Now, in the past, using IRC, it was relatively easy to have a program, or bot, that would listen to conversations, or that you could ask questions of. They were dumb, but they worked. In the world of IM, I wasn’t aware of any easy way to do this. However, browsing freshmeat yesterday I discovered an easy way to write IM applications.

It’s called the SDBA Revolution Instant Messaging Application Server and building IM applications is fantastically easy if you use this perl framework. I was able to download it, and build a simple application in about 30 minutes. And that includes signing up for the usernames from AOL. It uses a perlish syntax and doesn’t support extremely complicated applications, but does offer enough to be useful. If you can code a php website, you can build an IM application. The author even provides six or so sample applications, including a database interface (scary!). The only issues I found with the IM app server were:

1. It doesn’t support Yahoo! That’s because the Yahoo! IM perl module has been unmaintained since the last Yahoo! protocol update.

2. I’m not sure of the legality of using a bot on a public service like AIM, MSN, or Yahoo!. Violations of these license agreements happen all the time, but, if you’re a stickler for those darn license agreements, this application server appears to work with Jabber.

Just goes to show you that 30 minutes a week browsing freshmeat or SourceForge will almost never be wasted. A bit of slack to do this will probably pay off in the long run.

PowerPoint and presentations

I went to an ACM meeting last Tuesday at NREL. The topic was “The Role of Computational Science in Energy Efficiency and Renewable Energy Research” by Dr. Steve Hammond. It was an interesting talk–NREL is doing some neat stuff with alternative energy sources (one thing that Dr. Hammond mentioned was an algae that produces hydrogen gas–a possible clean, renewable, easily scalable source of that element).

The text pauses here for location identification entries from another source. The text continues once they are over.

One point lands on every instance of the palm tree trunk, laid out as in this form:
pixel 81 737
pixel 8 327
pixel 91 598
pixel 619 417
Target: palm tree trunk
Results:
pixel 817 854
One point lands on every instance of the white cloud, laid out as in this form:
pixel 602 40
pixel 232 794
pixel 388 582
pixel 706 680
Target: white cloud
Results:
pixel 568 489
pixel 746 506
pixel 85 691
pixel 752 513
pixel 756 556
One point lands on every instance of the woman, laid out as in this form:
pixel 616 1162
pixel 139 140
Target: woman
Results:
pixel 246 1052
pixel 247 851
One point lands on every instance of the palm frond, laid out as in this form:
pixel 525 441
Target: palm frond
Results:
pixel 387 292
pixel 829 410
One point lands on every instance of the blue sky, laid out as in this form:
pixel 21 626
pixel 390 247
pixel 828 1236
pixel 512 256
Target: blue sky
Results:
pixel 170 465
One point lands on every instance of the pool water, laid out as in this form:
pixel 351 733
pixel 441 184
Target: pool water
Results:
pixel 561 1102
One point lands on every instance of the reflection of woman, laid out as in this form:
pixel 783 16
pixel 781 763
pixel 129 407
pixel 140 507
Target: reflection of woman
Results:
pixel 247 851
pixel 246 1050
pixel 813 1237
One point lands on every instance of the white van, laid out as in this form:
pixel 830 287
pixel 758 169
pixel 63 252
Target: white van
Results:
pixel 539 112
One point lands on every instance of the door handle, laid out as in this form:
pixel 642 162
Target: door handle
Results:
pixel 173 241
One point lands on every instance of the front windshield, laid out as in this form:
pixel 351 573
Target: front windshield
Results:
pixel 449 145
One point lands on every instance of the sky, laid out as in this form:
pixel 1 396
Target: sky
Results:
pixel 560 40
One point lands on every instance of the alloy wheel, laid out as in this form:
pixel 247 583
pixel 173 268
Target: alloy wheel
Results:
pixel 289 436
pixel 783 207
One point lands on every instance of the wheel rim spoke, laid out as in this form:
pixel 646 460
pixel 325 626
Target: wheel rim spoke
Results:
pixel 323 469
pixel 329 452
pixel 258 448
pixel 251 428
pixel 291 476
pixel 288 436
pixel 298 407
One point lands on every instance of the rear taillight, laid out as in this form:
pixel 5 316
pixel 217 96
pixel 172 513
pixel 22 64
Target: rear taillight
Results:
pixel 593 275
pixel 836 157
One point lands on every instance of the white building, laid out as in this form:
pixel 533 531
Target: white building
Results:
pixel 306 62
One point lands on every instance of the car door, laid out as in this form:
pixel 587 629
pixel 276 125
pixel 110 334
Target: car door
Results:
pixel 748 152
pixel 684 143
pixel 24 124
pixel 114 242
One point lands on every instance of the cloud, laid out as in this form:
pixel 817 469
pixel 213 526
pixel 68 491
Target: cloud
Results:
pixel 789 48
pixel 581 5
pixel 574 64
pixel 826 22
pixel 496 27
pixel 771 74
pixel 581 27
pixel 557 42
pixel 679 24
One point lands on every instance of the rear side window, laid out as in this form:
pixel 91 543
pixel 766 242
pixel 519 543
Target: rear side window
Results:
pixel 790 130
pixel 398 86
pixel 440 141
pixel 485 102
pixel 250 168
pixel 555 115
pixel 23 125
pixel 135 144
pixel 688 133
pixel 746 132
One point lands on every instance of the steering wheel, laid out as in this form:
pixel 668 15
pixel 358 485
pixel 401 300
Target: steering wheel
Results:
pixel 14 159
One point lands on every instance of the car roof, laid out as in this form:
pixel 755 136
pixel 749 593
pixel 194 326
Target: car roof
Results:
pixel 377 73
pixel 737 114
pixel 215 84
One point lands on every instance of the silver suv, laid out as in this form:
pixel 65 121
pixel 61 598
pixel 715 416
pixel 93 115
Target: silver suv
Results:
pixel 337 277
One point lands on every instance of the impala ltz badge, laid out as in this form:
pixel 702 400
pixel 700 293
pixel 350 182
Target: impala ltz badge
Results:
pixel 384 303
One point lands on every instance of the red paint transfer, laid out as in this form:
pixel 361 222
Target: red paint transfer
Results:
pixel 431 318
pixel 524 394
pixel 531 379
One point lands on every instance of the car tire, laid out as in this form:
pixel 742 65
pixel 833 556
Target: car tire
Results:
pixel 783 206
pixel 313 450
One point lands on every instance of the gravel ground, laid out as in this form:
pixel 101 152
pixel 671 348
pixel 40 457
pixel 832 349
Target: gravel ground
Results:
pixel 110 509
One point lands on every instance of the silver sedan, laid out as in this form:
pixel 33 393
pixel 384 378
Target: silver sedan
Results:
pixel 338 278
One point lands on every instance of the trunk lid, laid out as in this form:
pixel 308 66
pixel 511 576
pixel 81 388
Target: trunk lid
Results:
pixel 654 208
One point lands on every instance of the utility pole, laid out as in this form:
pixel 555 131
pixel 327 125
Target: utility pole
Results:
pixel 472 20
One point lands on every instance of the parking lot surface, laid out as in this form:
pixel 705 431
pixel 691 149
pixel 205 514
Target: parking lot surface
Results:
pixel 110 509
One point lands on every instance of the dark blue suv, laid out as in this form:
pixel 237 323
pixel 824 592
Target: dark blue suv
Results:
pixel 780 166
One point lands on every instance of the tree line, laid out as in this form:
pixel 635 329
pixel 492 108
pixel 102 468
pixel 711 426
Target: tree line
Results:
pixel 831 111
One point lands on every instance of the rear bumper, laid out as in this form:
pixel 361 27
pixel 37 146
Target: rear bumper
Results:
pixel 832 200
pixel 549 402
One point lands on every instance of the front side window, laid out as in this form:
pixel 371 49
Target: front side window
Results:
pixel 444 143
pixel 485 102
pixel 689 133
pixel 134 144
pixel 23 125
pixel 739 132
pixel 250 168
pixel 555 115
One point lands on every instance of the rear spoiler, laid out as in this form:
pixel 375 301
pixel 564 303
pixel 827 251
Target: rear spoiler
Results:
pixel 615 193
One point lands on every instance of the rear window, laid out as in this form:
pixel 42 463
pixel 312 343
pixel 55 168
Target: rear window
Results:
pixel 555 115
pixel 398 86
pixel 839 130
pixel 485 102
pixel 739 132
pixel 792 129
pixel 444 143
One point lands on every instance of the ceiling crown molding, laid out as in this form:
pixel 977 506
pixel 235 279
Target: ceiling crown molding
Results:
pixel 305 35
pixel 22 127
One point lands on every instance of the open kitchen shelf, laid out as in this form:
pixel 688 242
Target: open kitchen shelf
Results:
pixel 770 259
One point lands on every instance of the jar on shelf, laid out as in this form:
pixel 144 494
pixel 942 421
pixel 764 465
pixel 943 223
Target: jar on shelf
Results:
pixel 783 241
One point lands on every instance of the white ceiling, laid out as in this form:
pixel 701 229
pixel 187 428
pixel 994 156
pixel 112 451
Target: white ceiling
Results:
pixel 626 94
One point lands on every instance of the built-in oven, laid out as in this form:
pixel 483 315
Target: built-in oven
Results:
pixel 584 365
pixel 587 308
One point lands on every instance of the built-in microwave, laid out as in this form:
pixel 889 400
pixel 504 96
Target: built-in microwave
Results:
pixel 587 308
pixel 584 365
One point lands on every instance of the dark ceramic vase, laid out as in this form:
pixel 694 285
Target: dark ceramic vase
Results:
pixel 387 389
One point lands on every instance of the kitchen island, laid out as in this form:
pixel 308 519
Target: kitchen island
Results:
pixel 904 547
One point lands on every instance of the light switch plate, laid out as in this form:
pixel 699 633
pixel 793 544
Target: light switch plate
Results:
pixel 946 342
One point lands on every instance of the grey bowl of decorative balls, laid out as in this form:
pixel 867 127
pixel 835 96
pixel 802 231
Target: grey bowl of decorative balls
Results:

Now, I definitely don’t want to single out Dr. Hammond. He did a good job explaining the value of computing to energy research, as well as fielding questions that were out of his expertise from nitpicking engineers (are there any other kind?). However, his presentation just drove home to me how easy it is to let PowerPoint drive a presentation. And how doing that really detracts from the speaker’s points. I’m certainly not the first person to mention this. But I just wanted to point out this very very good article about speaking during a presentation, rather than just reading from slides.

Hey buddy, I can probably read those slides faster than you can say them, and it’s a lot less boring for me. Instead, explain the slides to me in a way that makes the talk more of a conversation. Don’t let the technology drive the presentation; it may be easier to read the slides, but it makes for a much poorer presentation.